- Chabba Cheema Location within Pakistan
- Coordinates: 32°18′51″N 74°00′47″E﻿ / ﻿32.31417°N 74.01306°E
- Country: Pakistan
- Province: Punjab
- District: Gujranwala

Area
- • Total: 2 km^{2} (0.77 sq mi)

Population
- • Estimate (2017): 1,214
- Time zone: UTC+5 (PST)
- Calling code: 055

= Chabba Cheema =

Village in Gujranwala, Punjab, Pakistan

Chabba Cheema is a small village located in Gujranwala District, of Punjab province, Pakistan. The village lies to the east of Ahmad Nagar Chattha.

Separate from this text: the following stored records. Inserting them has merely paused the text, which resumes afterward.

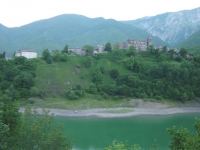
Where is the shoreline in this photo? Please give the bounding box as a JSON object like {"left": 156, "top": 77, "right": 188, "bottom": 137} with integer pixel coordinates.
{"left": 19, "top": 107, "right": 200, "bottom": 118}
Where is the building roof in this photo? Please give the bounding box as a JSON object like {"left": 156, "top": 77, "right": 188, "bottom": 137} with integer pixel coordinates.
{"left": 127, "top": 39, "right": 146, "bottom": 43}
{"left": 16, "top": 50, "right": 37, "bottom": 53}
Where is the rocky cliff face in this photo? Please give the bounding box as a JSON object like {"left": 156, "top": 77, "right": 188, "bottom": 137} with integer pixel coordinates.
{"left": 123, "top": 7, "right": 200, "bottom": 47}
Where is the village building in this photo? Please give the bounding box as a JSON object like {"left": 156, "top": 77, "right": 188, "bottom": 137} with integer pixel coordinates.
{"left": 94, "top": 45, "right": 105, "bottom": 54}
{"left": 15, "top": 50, "right": 37, "bottom": 59}
{"left": 68, "top": 48, "right": 74, "bottom": 52}
{"left": 74, "top": 48, "right": 86, "bottom": 56}
{"left": 120, "top": 37, "right": 152, "bottom": 51}
{"left": 155, "top": 46, "right": 163, "bottom": 51}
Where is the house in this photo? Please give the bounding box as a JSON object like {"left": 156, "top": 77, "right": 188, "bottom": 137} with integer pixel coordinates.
{"left": 68, "top": 48, "right": 74, "bottom": 52}
{"left": 94, "top": 45, "right": 105, "bottom": 54}
{"left": 15, "top": 50, "right": 37, "bottom": 59}
{"left": 74, "top": 48, "right": 86, "bottom": 56}
{"left": 155, "top": 46, "right": 163, "bottom": 51}
{"left": 120, "top": 37, "right": 152, "bottom": 51}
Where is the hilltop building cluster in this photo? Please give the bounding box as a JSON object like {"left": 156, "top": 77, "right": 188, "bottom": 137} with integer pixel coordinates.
{"left": 69, "top": 37, "right": 154, "bottom": 56}
{"left": 14, "top": 37, "right": 167, "bottom": 58}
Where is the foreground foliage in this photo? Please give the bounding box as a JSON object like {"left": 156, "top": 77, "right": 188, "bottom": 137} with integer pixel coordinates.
{"left": 167, "top": 117, "right": 200, "bottom": 150}
{"left": 0, "top": 94, "right": 72, "bottom": 150}
{"left": 17, "top": 107, "right": 72, "bottom": 150}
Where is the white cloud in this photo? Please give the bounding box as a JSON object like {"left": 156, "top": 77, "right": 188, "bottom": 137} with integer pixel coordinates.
{"left": 0, "top": 0, "right": 200, "bottom": 27}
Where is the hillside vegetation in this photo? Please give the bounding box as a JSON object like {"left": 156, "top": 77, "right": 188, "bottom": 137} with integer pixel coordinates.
{"left": 1, "top": 45, "right": 200, "bottom": 109}
{"left": 0, "top": 14, "right": 166, "bottom": 57}
{"left": 1, "top": 45, "right": 200, "bottom": 149}
{"left": 177, "top": 30, "right": 200, "bottom": 49}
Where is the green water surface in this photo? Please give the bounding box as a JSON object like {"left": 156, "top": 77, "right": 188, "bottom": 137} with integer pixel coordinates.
{"left": 54, "top": 113, "right": 200, "bottom": 150}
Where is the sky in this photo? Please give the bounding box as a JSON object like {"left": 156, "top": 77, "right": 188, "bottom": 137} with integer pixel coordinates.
{"left": 1, "top": 0, "right": 200, "bottom": 27}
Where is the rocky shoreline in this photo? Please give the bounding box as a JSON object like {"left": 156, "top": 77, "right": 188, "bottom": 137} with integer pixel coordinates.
{"left": 19, "top": 107, "right": 200, "bottom": 118}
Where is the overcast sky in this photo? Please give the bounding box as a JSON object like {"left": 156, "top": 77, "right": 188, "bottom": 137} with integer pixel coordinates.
{"left": 1, "top": 0, "right": 200, "bottom": 27}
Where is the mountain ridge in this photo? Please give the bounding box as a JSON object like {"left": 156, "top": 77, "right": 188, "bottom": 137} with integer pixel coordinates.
{"left": 123, "top": 7, "right": 200, "bottom": 47}
{"left": 0, "top": 14, "right": 166, "bottom": 57}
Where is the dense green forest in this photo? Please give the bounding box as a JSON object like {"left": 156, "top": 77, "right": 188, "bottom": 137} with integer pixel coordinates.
{"left": 1, "top": 44, "right": 200, "bottom": 149}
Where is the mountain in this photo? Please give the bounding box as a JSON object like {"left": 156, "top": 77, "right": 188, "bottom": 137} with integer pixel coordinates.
{"left": 123, "top": 7, "right": 200, "bottom": 47}
{"left": 0, "top": 14, "right": 166, "bottom": 57}
{"left": 0, "top": 24, "right": 10, "bottom": 52}
{"left": 176, "top": 30, "right": 200, "bottom": 49}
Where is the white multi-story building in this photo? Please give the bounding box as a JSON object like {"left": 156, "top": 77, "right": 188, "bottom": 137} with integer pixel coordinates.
{"left": 15, "top": 50, "right": 37, "bottom": 59}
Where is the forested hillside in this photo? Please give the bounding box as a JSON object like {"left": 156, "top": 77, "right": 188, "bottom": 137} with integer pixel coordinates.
{"left": 0, "top": 14, "right": 166, "bottom": 57}
{"left": 177, "top": 30, "right": 200, "bottom": 49}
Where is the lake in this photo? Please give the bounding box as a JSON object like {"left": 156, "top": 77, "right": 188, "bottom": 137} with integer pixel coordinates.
{"left": 54, "top": 113, "right": 200, "bottom": 150}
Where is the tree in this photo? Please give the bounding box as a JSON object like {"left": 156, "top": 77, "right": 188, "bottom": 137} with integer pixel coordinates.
{"left": 30, "top": 86, "right": 40, "bottom": 97}
{"left": 14, "top": 56, "right": 27, "bottom": 65}
{"left": 3, "top": 52, "right": 5, "bottom": 58}
{"left": 157, "top": 54, "right": 167, "bottom": 62}
{"left": 66, "top": 90, "right": 78, "bottom": 100}
{"left": 0, "top": 104, "right": 9, "bottom": 149}
{"left": 113, "top": 42, "right": 120, "bottom": 50}
{"left": 104, "top": 42, "right": 112, "bottom": 51}
{"left": 0, "top": 52, "right": 5, "bottom": 59}
{"left": 52, "top": 50, "right": 62, "bottom": 62}
{"left": 194, "top": 55, "right": 200, "bottom": 63}
{"left": 162, "top": 46, "right": 168, "bottom": 53}
{"left": 88, "top": 84, "right": 97, "bottom": 94}
{"left": 83, "top": 56, "right": 92, "bottom": 68}
{"left": 109, "top": 69, "right": 119, "bottom": 78}
{"left": 92, "top": 66, "right": 103, "bottom": 85}
{"left": 23, "top": 60, "right": 36, "bottom": 71}
{"left": 61, "top": 53, "right": 68, "bottom": 62}
{"left": 17, "top": 107, "right": 72, "bottom": 150}
{"left": 167, "top": 117, "right": 200, "bottom": 150}
{"left": 42, "top": 49, "right": 53, "bottom": 64}
{"left": 127, "top": 45, "right": 136, "bottom": 57}
{"left": 0, "top": 94, "right": 21, "bottom": 149}
{"left": 62, "top": 44, "right": 69, "bottom": 54}
{"left": 83, "top": 45, "right": 94, "bottom": 56}
{"left": 179, "top": 48, "right": 187, "bottom": 58}
{"left": 148, "top": 45, "right": 155, "bottom": 54}
{"left": 13, "top": 72, "right": 34, "bottom": 90}
{"left": 168, "top": 49, "right": 176, "bottom": 58}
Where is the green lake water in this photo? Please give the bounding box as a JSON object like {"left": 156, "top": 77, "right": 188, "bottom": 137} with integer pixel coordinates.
{"left": 54, "top": 113, "right": 200, "bottom": 150}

For education in the village a Government Primary School is functional, by Government of Punjab, under the Board of Intermediate and Secondary Education, Gujranwala.

People go to Ahmad Nagar Chattha and Gujranwala city for higher education. Most of the population of the village is educated. Farming is the only livelihood of the people in the village, a few people are government employees. For Basic Essentials People go to Ahmad Nagar Chattha like food, education, health and electricity. The only way to get to Chabba Cheema is by Road. Chabba Cheema is connected with Ghakhar via by road. The village is quite peaceful with very low crime rate as compare to other nearby villages. Mostly the people are well off and live a quality life. People from various Jatt Clans are living in the village but the majority of the population belongs to "cheema" clan. The soil of the area is very fertile. The total area, including agricultural land, of chabba cheema is 1400 acres (estimated). The major crops cultivated are rice and wheat. But sugarcane, tobacco, potatoes, watermelon, maize and strawberry are also cultivated.